Dear Amatonormativity,

You’re golden. In your sweet promises and pink starbursts, colours that light up and make your heart flutter like shoujo anime. You’re the belle at every ball. Suitors lined up in a row, you dance and twirl all night. Mask of ages and expectations papier-mâchéd together, gold on white and black on gold, enticing yet revered. Dress unfurling like a morning glory with every spin. Ame-no-Uzume, whose dance brought light back to the world.

You have spat on my heart. And I know I am not the first.

Over and over, your shoes cemented in dance have knocked me to the cold marble floor, and only now do I see the bruises you’ve left. To you, all is unimportant but the one you reside with, behind closed doors- bound with lock and key. Like your parents before you, twin diamonds face the world hand in hand. Only; as the bubbling champagne trickles down, desperation and expectation have you now steel-trapped in circles of choreographed steps; as flowers and letters and friendship bracelets flutter to the floor like cherry blossoms in the winter snow; a rite of passage. Though I knock on the door, a friend, not a lover, affords no key. I have no place in your stone palace and iron gates brushed in gold, adorned with ivory and vine. For the face under the mask and the heart in my throat had feathers where scales should be.

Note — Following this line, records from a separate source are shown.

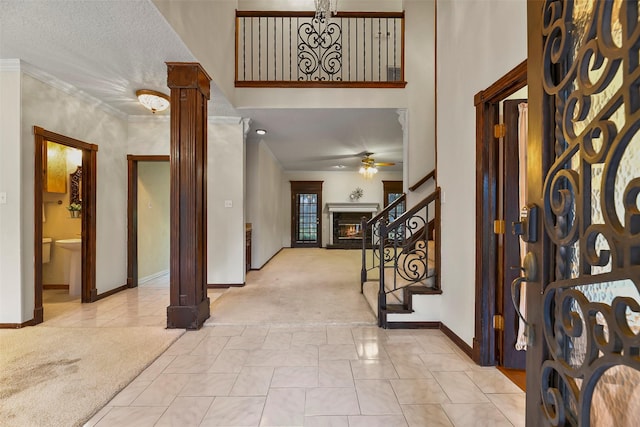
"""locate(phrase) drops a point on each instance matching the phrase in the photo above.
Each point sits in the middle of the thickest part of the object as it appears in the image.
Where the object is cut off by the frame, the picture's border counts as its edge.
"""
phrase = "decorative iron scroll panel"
(319, 50)
(295, 48)
(592, 213)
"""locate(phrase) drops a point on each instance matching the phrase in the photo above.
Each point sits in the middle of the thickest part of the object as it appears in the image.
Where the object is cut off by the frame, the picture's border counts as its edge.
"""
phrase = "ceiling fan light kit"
(369, 166)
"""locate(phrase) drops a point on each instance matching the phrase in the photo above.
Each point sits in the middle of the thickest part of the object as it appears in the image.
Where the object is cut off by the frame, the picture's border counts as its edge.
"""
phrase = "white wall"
(11, 242)
(336, 188)
(225, 181)
(154, 200)
(215, 51)
(57, 111)
(265, 208)
(478, 42)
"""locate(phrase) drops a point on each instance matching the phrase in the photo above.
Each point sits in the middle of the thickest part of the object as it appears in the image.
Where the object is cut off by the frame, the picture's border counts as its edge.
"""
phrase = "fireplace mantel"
(353, 207)
(348, 207)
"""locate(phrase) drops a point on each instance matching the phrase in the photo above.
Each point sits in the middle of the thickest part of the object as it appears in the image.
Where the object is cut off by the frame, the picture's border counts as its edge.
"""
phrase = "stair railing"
(371, 238)
(404, 250)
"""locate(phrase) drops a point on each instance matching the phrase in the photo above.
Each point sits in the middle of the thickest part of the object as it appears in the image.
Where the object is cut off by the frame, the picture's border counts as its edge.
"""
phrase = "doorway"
(133, 215)
(81, 194)
(498, 206)
(306, 218)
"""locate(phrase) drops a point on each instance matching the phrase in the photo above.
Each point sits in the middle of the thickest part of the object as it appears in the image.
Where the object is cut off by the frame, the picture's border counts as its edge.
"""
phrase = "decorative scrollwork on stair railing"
(319, 50)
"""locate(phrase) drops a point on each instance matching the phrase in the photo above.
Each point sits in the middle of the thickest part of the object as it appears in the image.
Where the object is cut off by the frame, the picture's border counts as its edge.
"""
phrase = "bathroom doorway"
(148, 208)
(78, 189)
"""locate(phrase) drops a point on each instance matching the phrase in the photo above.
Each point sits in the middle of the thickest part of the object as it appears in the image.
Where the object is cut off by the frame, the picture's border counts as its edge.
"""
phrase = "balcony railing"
(293, 49)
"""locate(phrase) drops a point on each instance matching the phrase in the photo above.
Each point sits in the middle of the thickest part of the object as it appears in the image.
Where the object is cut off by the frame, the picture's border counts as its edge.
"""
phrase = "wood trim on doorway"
(487, 114)
(305, 187)
(132, 213)
(89, 292)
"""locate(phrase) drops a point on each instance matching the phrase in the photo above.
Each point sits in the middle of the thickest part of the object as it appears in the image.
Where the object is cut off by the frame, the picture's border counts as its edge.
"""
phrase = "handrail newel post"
(382, 296)
(363, 271)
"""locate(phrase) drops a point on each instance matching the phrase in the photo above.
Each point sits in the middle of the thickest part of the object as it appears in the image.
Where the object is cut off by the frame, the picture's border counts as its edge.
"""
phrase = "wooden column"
(189, 305)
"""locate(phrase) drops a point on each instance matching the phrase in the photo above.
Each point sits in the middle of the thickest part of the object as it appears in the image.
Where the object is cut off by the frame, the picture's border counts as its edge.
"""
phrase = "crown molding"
(224, 120)
(10, 65)
(140, 118)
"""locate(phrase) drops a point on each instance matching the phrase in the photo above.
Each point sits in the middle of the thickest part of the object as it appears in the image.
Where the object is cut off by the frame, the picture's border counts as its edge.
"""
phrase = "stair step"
(398, 309)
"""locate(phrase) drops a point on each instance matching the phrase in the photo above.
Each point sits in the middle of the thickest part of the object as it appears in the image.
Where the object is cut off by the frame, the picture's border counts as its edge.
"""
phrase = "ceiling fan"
(370, 167)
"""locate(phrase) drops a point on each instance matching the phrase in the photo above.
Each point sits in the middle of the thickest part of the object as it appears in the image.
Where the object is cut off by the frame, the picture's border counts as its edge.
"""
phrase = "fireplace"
(345, 223)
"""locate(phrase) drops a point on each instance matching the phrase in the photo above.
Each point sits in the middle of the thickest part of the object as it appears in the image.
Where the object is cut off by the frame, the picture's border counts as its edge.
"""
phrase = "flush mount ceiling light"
(153, 100)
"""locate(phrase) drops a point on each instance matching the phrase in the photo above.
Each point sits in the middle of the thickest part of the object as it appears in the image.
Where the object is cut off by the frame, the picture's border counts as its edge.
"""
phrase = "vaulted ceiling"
(108, 49)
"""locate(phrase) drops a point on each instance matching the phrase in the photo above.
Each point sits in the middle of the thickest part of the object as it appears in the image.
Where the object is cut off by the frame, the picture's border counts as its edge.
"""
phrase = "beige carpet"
(298, 286)
(62, 376)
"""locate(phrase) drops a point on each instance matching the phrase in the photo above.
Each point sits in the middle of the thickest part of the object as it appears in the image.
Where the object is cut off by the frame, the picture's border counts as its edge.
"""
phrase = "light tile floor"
(315, 376)
(268, 373)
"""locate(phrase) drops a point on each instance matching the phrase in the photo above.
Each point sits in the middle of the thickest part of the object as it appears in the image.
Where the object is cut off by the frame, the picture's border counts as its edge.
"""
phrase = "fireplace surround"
(345, 223)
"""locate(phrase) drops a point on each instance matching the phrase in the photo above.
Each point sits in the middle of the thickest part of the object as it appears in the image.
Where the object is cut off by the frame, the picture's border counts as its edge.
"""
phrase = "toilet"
(46, 249)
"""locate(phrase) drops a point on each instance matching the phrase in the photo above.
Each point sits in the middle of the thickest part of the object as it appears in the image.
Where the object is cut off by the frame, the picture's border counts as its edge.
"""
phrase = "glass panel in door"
(307, 209)
(589, 253)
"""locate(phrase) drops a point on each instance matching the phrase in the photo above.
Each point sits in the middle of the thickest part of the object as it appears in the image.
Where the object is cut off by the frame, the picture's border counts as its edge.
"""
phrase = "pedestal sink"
(75, 267)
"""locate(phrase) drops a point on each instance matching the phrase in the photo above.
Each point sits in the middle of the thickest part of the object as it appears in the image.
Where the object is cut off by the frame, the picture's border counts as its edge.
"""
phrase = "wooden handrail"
(311, 14)
(408, 214)
(386, 210)
(426, 178)
(281, 49)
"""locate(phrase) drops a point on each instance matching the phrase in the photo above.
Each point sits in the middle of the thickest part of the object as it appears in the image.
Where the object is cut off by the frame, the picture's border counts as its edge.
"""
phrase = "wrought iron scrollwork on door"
(591, 212)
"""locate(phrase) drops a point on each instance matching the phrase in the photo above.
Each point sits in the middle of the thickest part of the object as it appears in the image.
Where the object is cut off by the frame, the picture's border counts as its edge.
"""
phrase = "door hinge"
(498, 322)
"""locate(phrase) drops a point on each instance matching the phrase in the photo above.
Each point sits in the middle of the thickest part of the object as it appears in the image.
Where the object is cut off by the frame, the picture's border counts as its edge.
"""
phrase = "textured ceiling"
(107, 49)
(110, 48)
(321, 139)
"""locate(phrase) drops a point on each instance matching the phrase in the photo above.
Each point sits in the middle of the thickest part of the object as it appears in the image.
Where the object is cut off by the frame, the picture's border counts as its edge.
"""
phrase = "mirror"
(76, 186)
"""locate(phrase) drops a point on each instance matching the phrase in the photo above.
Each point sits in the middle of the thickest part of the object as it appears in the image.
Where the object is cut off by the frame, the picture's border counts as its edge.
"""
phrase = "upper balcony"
(294, 49)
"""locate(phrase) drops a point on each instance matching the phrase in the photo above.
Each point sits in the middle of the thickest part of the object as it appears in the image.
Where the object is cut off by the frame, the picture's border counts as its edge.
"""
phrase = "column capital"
(188, 75)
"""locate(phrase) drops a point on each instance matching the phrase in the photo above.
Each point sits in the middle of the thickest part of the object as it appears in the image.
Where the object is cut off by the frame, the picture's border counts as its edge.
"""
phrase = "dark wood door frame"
(487, 104)
(305, 187)
(132, 213)
(89, 292)
(510, 357)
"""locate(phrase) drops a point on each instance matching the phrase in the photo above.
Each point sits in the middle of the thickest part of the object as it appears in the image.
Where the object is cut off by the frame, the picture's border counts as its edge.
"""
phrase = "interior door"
(306, 209)
(514, 181)
(583, 364)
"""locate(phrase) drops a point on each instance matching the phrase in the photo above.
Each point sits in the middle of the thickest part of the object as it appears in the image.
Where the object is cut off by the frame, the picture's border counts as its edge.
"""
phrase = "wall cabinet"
(55, 168)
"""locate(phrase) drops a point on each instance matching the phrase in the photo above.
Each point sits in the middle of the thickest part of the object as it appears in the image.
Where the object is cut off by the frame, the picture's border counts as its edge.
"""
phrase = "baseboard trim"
(268, 261)
(111, 292)
(466, 348)
(150, 277)
(17, 325)
(51, 287)
(413, 325)
(224, 285)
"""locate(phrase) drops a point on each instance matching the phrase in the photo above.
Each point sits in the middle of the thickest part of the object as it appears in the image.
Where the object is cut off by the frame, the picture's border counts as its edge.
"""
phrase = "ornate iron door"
(583, 362)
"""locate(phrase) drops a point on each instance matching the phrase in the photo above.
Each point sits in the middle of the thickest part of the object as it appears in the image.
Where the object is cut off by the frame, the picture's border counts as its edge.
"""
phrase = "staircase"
(401, 257)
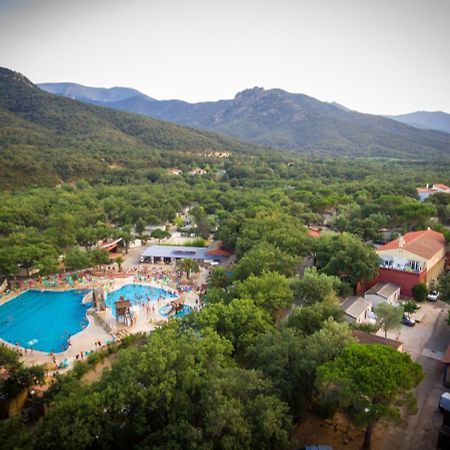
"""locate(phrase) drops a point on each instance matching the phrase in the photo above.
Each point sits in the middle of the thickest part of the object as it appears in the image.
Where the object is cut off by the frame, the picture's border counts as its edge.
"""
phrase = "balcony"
(413, 268)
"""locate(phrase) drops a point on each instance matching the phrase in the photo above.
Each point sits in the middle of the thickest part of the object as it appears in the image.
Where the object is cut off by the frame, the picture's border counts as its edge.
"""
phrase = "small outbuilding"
(383, 293)
(357, 310)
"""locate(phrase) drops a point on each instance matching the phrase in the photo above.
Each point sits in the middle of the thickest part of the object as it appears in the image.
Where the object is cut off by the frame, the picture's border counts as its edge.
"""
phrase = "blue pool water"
(164, 311)
(136, 293)
(43, 320)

Now I stand out by the river, singing along with the orchestra’s muffled tune. Leaning against the white marble column, laughing with my friends as they splash in the water. Your dance glows gold, beautiful as ever, but I now know I am free to dance if I wish and only if I wish. Even if I don’t, I don’t have to be alone. I can be content with the wind and the river, and my friends, should they wish to come along.